In The Reins proved to be something of a transformation for both parties. For Tucson cult legends Calexico, it was a chance to wrap their wide-screen borderline twang around songs that matched the haunting mystery of their trumpet and pedal steel-laden, majestic sweep. Sam Beam (AKA the North Carolina-based songwriter operating as Iron & Wine) , meanwhile, used the EP to make a decisive break from his whispering back-porch balladeer persona, ditching a trademark near-solo acoustic style in favour of sprawling full band arrangements on subsequent dust-blown Americana masterpiece The Shepherd's Dog.

Whereas In The Reins was essentially Beam backed by Calexico, Years to Burn is a more thorough blend of both parties. Ever-prolific, Beam contributes most of the material, but vocal duties are shared equally with Calexico's Joey Burns. There's a winning off-the-cuff looseness to the proceedings. For all their other strengths, Beam's more recent offerings have suffered somewhat from overly mannered, at times excessively busy arrangements. For most of its brief, eight song duration, Years to Burn sounds very much like an authentic document of a band playing in a room.

For all the gathered manpower, the musicians know when it's time to scale things down. The startlingly beautiful title track - Beam's songwriting markedly affecting throughout here - is little more than a haunting, slow motion whisper.
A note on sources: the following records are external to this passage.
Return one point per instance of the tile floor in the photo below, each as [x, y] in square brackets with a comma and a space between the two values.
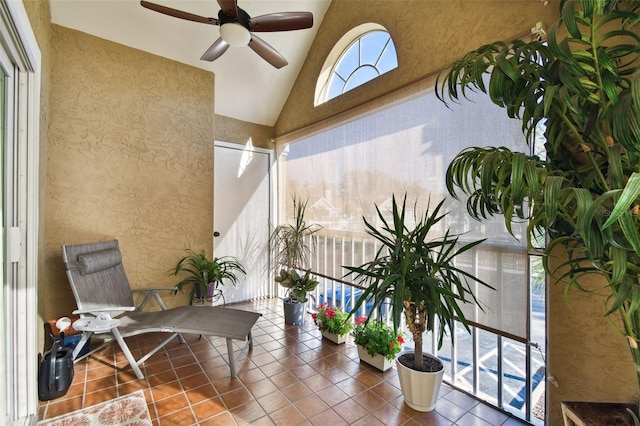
[290, 377]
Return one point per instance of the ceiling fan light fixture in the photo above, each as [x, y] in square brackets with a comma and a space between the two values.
[235, 34]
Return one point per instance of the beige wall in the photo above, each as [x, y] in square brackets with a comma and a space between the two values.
[590, 360]
[130, 157]
[236, 131]
[428, 34]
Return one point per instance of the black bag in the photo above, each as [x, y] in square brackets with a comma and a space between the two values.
[55, 372]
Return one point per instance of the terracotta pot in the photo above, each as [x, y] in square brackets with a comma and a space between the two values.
[338, 339]
[378, 361]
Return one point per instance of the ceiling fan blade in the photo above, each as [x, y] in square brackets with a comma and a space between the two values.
[267, 52]
[284, 21]
[229, 7]
[215, 51]
[178, 13]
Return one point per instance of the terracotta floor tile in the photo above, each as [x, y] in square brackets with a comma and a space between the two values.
[165, 391]
[389, 415]
[332, 395]
[223, 419]
[290, 377]
[64, 407]
[201, 393]
[261, 388]
[369, 400]
[248, 413]
[317, 383]
[273, 401]
[236, 397]
[208, 408]
[288, 415]
[183, 416]
[100, 396]
[296, 391]
[327, 417]
[194, 381]
[310, 406]
[284, 379]
[171, 405]
[350, 410]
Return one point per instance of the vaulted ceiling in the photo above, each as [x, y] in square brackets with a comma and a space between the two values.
[246, 86]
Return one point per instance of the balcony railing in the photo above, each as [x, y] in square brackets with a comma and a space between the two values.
[502, 369]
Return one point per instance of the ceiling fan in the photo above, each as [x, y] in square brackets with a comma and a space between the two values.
[237, 28]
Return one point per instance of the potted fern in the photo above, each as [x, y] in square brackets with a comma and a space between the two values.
[583, 87]
[205, 276]
[418, 276]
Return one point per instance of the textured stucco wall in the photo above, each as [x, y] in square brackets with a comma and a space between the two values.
[428, 34]
[130, 157]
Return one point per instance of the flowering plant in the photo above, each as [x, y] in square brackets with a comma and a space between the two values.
[332, 319]
[378, 338]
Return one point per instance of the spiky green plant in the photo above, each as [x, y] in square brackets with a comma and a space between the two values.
[291, 243]
[584, 87]
[417, 276]
[200, 272]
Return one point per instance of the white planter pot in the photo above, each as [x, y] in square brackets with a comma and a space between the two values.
[420, 389]
[378, 361]
[335, 338]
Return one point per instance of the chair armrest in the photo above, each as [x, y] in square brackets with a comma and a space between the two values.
[137, 290]
[152, 292]
[96, 311]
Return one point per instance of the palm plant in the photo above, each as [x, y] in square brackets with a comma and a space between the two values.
[584, 87]
[418, 276]
[202, 272]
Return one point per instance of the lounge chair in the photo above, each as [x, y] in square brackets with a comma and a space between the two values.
[106, 307]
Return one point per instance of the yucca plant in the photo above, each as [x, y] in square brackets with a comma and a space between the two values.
[201, 272]
[583, 87]
[416, 275]
[291, 243]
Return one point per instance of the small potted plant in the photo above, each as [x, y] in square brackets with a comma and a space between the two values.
[205, 276]
[298, 286]
[333, 322]
[378, 343]
[291, 248]
[420, 278]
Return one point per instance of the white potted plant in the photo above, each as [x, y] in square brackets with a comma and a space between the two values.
[291, 246]
[419, 278]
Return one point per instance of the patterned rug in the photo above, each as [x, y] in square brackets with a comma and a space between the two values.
[128, 410]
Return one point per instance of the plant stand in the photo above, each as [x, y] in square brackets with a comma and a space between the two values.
[419, 388]
[378, 361]
[338, 339]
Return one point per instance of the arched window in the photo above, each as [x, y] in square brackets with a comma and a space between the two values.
[361, 55]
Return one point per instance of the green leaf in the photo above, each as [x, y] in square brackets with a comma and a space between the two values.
[627, 198]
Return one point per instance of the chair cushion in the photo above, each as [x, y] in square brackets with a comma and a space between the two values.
[98, 261]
Best of all is the extended, multipart "The Bitter Suite", which starts off as a Tex-Mex lament, swerves into a cloud-touching offshoot of hippie harmonising ala Crosby, Stills, Nash & Young via contemporary revivers of such vibes (ala My Morning Jacket), and lands into Beam's most moving ballad of bruised lives (with Calexico's gently clickety-clacking accompaniment creating a perfect accompaniment to Beam's imagery of leaving trains) since the mid-'00s. Hopefully it won't take until 2035 for these two perfectly matched parties to team up in the studio again.